Выбрать главу

Вечером, возвратившись домой с заседания комитета, Александр Григорьевич от ужина отказался.

— Тебе нездоровится? — пытливо посмотрела на него Евгения.

— Нет, Женютка, нет. — Он вкратце рассказал ей о том, что произошло, и попросил: — Ну хорошо, веселого мало, однако подумать есть над чем. А ты мне, пожалуйста, завари чайку покрепче.

Он неторопливо раскалывал железной колодочкой перочинного ножа крепкие, как камень, куски рафинада и думал, думал…

Вот и в Киев приезжают представители партийных комитетов разных городов. Сколько их, с какими вопросами? Об этом все знает, наверное, только Медведь — Мария Ильинична, технический секретарь. Она в свое время поручила Шлихтеру встретиться кое с кем из таких представителей:

— Поговорите, Александр Григорьевич, товарищ достаточно твердо стоит на большевистской позиции, но ему очень нужен опыт революционной практики.

Он встречался, говорил, расспрашивал. Ведь порой самого терзают сомнения: да всегда ли правильна его собственная практика?.. Собственная… Как сказать! Ведь и Кржижановские приехали сюда по настоянию Ленина, а без них почти никакое решение не принимается. Практика-то коллективная, выходит…

Шлихтер доколол сахар. Отряхнул белые песчинки с полы пиджака. Взял в широкие ладони большую цветастую чашку с чаем и, ощутив приятную теплоту, так и застыл, снова задумавшись.

«Собственная практика…» Одно дело — работа в массах. А вот как быть, когда в комитете, по существу, провал? «Что бы вы хотели передать Ленину?» — спросила Мария. «Вы видели все своими глазами, — грустно ответил Шляхтер. — Хотелось бы более обстоятельно поговорить о том, где кончается гибкость и начинается непростительное примиренчество с меньшевиками. Я все чаще думаю, нет ли моей доли вины в том, что Киевский — вы подумайте: Киевский! — комитет становится оплотом меньшевизма?» Эссен ответила: «В Киеве достаточно приверженцев большевизма, чтобы создать свой комитет. Не так ли? Да-да, и я об этом буду говорить — и здесь, и в Женеве, если действительно придется туда поехать».

Евгения вздрогнула, услышав шаги мужа. Она научилась различать их среди топота ног бесчисленных пешеходов, проходивших под окнами. Он торопился.

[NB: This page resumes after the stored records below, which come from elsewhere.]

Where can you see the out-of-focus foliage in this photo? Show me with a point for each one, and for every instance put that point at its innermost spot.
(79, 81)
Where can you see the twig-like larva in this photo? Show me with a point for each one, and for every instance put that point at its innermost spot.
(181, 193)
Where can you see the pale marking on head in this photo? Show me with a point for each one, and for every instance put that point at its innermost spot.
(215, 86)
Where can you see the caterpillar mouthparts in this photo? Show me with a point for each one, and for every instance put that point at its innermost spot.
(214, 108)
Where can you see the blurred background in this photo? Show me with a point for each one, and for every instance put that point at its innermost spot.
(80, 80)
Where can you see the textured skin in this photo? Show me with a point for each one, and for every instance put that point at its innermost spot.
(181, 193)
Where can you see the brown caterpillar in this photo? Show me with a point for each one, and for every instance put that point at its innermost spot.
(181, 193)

— Что случилось? — бросилась ему навстречу. И, увидев сияющее от радости лицо Александра, сама засветилась, как бы перехватывая улыбку мужа.

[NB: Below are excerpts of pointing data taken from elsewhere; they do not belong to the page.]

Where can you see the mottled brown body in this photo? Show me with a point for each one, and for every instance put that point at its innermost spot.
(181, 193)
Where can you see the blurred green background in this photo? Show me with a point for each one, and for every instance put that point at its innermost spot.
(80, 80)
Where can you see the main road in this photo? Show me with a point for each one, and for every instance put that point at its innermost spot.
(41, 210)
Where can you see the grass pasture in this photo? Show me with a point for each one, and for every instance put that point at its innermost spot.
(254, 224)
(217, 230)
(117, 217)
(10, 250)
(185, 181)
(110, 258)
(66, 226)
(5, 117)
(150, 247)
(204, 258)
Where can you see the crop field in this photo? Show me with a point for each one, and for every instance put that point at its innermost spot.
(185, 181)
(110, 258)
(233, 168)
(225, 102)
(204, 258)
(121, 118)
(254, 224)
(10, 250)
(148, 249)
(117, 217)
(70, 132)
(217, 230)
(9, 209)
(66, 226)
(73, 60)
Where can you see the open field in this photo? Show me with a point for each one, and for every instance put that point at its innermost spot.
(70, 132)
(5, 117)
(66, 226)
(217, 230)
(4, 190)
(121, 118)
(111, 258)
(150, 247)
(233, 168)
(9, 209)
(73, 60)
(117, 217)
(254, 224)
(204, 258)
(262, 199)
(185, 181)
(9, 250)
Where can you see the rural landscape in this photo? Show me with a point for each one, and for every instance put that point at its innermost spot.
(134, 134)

— Наконец-то и мне разрешили публичные выступления! — воскликнул он, по привычке целуя жену в лоб.

Но что это? Евгения сразу сникла и прижала стиснутые кулачки к своим губам.

— Это будет банкет по поводу сорокалетия судебных уставов. И костюм «парадный»! Как жаль, что нет фрака. Надо бы показать им, что и мы умеем быть комильфо.

Будут выступать краснобаи и сладкопевцы от всех политических партий и групп. И мне поручено поставить точки над «I».

— Так это будет не наш митинг? Вот увидишь, конституционные демократы не дадут тебе слова! Большевику? Ни за что на свете!

— Пусть только попробуют… Пусть только посмеют! — ответил возмущенно Александр, садясь за стол. — О, опять лапша! А я, Женютка, уже соскучился по украинскому борщу…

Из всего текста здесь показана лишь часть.